The article describes how, as Japan opens its doors, more foreign workers are facing many challenges triggered by racial discrimination.

Despite the disturbing reality of racial harassment in Japanese society, the government has continued to overlook this prevalent issue. It is crucial for citizens and organizations such as Taminzoku Kyosei Jinken Kyoiku Center, which was mentioned in the article, to continue to urge the government to add racial harassment policy guidelines in addition to other harassment regulations.

However, I highly doubt this alone can tackle the problem at its core. Although harassment regulations may prevent people from verbally executing their hatred and misconceptions toward foreigners, it doesn’t necessarily follow that the biased mindset of such people will be changed.

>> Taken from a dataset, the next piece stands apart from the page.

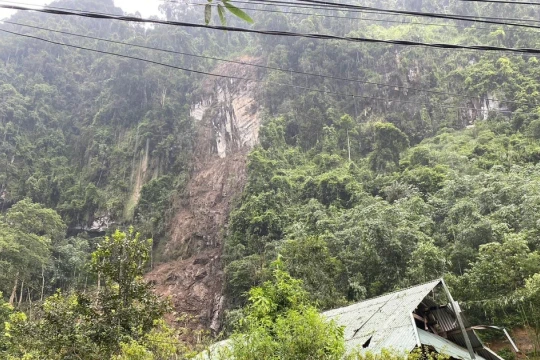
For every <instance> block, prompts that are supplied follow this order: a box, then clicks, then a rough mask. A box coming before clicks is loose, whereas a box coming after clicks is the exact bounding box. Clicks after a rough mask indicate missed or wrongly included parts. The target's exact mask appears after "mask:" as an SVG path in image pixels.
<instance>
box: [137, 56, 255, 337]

Considering Japan’s mono-racial society, it is natural that many Japanese are reluctant to accept and interact with foreigners. It’s not so much a matter of racism, but more the mindset that is built from a lack of knowledge about other cultures, and a hesitant government that is doing very little to promote multiculturalism.

Many Japanese do not express racism verbally or physically, like many incidents in the U.S., and it seems to me racism in Japan is much more severe than it appears, as not much of it is demonstrated above the surface. To fundamentally combat racism in Japan, the government may need to revise the education system to be more diverse and induce inclusiveness, rather than simply addressing it at the surface level.

CHELSEA KUMONO
KOTO WARD, TOKYO

The opinions expressed in this letter to the editor are the writer’s own and do not necessarily reflect the policies of The Japan Times.